According to a report from the Philippine Daily Inquirer newspaper, the call from the Foundation for Economic Freedom, the Makati Business Club and the Management Association of the Philippines organizations comes as the Asian nation is continuing to crack down on crimes associated with the operation of online gambling websites. The source explained that this plea also follows a recent revelation that China may have placed the Philippines on its ‘blacklist’ of overseas tourist destinations owing to a growing range of public safety concerns connected to iGaming.

Retreating relevance:

The Philippines is home to over 109 million people and reportedly launched its Philippine Offshore Gaming Operator (POGO) licensing program in 2016 so as to allow locally-certified iGaming operators to legally market their wares to overseas punters. This regime later went on to endorse approximately 60 enterprises mainly targeting aficionados in China although the economic slump associated with the coronavirus pandemic has subsequently caused this number fall to less than 30.

Profound problems:

The three business organizations reportedly asserted that the oversight on POGO-licensed operations by the Philippine Amusement and Gaming Corporation (PAGCor) regulator has been insufficiently robust for a number of years and that this has led to a range of monitoring and taxation shortfalls. The groups purportedly moreover noted that now is the perfect time to discontinue the controversial scheme as its contributions to the public purse have declined by around half since the start of the coronavirus pandemic.

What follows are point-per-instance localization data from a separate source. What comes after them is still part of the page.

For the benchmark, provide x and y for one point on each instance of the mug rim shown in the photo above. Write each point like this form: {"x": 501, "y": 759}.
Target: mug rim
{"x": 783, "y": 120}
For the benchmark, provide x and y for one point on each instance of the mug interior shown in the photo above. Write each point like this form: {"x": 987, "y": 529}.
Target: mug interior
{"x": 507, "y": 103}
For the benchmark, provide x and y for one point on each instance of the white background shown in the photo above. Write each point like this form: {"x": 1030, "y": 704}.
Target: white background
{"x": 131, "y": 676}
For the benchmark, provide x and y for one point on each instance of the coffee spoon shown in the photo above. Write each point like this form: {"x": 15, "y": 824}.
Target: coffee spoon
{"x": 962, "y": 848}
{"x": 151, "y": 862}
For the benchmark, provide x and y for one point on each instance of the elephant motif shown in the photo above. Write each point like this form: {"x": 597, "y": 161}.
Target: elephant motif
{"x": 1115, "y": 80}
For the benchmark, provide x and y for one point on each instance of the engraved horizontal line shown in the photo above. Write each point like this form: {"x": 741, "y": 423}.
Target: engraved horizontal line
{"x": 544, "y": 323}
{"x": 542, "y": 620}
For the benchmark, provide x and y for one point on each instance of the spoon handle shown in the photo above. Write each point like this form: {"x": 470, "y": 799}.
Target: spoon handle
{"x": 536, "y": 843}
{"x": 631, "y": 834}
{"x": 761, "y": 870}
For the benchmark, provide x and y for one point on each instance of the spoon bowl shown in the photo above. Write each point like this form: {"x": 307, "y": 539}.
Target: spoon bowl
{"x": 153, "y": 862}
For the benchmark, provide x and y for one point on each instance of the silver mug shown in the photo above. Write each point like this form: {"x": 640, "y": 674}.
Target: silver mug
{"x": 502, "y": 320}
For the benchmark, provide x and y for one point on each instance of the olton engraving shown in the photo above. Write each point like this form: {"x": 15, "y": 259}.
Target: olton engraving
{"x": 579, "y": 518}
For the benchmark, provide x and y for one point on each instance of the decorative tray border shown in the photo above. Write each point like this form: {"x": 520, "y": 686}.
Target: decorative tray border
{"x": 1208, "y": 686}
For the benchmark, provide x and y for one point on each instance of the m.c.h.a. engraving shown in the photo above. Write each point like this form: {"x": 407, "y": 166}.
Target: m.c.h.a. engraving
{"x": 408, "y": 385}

Reportedly read a statement from the trio of business groups…

“The social and reputational costs of the government sponsorship of operations that are globally frowned upon far outweigh any economic benefits. Conflicting mandates and the lure of corruption have rendered PAGCor and other government agencies incapable of effectively regulating POGOs.”

Senatorial scrutiny:

The Philippine Daily Inquirer additionally reported that the trio’s call comes about a month after federal legislation was filed that would rescind the POGO licensing program and make the delivery of iGaming services a crime punishable by up to six months in prison. This measure from prominent politician Joel Villanueva purportedly cited the findings from a recent investigation by the Philippines Senate’s Labor, Employment and Human Resources Development Committee that the growth in online gambling certifications had ‘resulted in rising criminality including prostitution and increased threat of money laundering among others.’

The statement from the three organizations reportedly read…

“The total ban will only result in temporary economic strains as opposed to the enduring socio-economic consequences and heavier disruption if we do not act now. We fully support the Department of Finance’s push to phase out all POGO operations and urge our legislators and the executive department to take all actions necessary to execute this an orderly way.”